腰や下肢がだるくて力がない、腰や下肢の冷感、四肢の冷え、ふらつき、耳鳴り、聴力減退、寒がり、インポテンツ、頻尿、排尿困難、夜間多尿、遺尿、浮腫、歯の動揺、舌質は淡白、舌苔は白滑、脈は沈で無力など。

【臨床応用】本方は、腰や下肢がだるくて力がない、腰痛や下肢の痛み、四肢の冷え、寒がり、頻尿、排尿困難、夜間多尿などに用いられる。老化現象、痴呆症、腰痛、骨粗鬆症、白内障、老人性膣炎、萎縮性膣炎、前立腺肥大症、変形性膝関節症、糖尿病、甲状腺機能低下、リュウマチ性関節炎、気管支喘息、腎炎、ネフローゼ、男性不妊症、慢性前立腺炎、慢性膀胱炎などに用いられる。

【参考】本方は現代薬理研究によって、以下のことを証明している。

  1. 抗老化作用
  2. 免疫能の増強作用
  3. 糖質代謝の改善効果
  4. 水分や電解質代謝の調整作用
  5. 脂質代謝の改善作用・コレステロールの回転率促進作用・動脈硬化の防止作用
  6. 白内障発症時期の遅延作用・水晶体中の混濁遅延作用
  7. 視神経伝達の改善作用
  8. 皮膚機能の促進作用
  9. 膀胱から青斑核に到る感覚性求心路に作用し、排尿反射を抑制するが、排尿反射における遠心路には作用しない
  10. コリン作動性神経系に作用することで学習能を改善する
  11. 骨吸収亢進の抑制と骨形成系の機能促進作用。

【使用上の注意】

  • 口や咽喉部の乾燥感、舌質は紅、舌苔は少ないなどの虚火上炎の症状が見られる場合に投与しない。
  • 胃腸が弱く、軟便や下痢などが見られる場合には慎重に投与すべきである。

関連処方:六味地黄丸・牛車腎気丸

(二)六君子湯  

【組成】人参・白朮・茯苓・炙甘草・陳皮・半夏

【主治・適応症】疲れやすい、顔色が萎黄、食欲不振、軟便あるいは下痢便、上腹部のつかえ、悪心、嘔吐、咳、痰が薄くて多い、舌質は淡白で肥大、舌苔は白厚膩、脈は滑弱など。

【臨床応用】ポイント:

  1. 食欲不振、疲れ、痩せる。
  2. 吐き気、嘔吐。慢性胃炎、胃十二指腸潰瘍、胃下垂、胃アトニー、神経性無食欲症、上腹部不定愁訴、抗癌剤や放射線療法の副作用、逆流性食道炎などに効果が得られる。

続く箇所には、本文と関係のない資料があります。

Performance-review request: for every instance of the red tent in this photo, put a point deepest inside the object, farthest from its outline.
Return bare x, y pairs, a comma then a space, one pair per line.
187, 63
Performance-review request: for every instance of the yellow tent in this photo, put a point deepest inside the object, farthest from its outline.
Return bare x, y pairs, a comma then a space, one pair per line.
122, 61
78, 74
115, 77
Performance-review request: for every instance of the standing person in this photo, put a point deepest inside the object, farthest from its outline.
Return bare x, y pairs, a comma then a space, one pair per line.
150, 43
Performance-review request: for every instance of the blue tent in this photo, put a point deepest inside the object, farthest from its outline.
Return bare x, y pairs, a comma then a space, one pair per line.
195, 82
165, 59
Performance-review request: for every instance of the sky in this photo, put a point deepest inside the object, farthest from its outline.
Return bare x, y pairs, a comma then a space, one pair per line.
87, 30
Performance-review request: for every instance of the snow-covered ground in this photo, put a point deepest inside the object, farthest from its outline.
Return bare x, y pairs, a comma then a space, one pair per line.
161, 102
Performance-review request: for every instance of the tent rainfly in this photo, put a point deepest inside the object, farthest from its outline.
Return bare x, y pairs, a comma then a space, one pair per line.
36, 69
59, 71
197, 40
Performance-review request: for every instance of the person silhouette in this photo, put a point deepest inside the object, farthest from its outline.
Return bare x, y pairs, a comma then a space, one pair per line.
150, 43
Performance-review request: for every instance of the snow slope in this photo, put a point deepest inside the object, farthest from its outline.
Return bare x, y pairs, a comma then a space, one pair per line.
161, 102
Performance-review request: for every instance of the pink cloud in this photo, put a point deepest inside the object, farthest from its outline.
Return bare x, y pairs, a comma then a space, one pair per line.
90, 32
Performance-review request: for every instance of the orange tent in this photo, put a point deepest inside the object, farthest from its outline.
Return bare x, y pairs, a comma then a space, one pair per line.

【参考】本方は薬理研究によって、以下のことを証明している。

  1. 胃粘膜障害の抑制作用
  2. 胃粘膜血流増加作用及び血流低下抑制作用
  3. 胃排出促進作用
  4. 消化管運動亢進作用
  5. 胃酸・ペプシンの分泌抑制作用
  6. 胃粘膜防御因子の増強作用
  7. 活性酸素消去作用
  8. 胃適応性弛緩の増強作用など。

【使用上の注意】手足のほてりやのぼせ、潮熱などの症状を伴う場合に慎重に投与する。

関連処方:四君子湯・補中益気湯

(三)十全大補湯

【組成】地黄・芍薬・当帰・川?・人参・白朮・茯苓・甘草・黄耆・桂皮

【効能】益気補血、温陽?寒

【主治】気血両虚・虚寒

【適応症】疲労倦怠感、疲れやすい、元気がない、食欲不振、軟便あるいは泥状便、顔色が悪い、皮膚につやがない、頭がふらつく、目がかすむ、四肢のしびれ、筋肉のひきつり、寒がり、四肢の冷えなど、舌質は淡白、舌苔は白、脈は沈細弱など。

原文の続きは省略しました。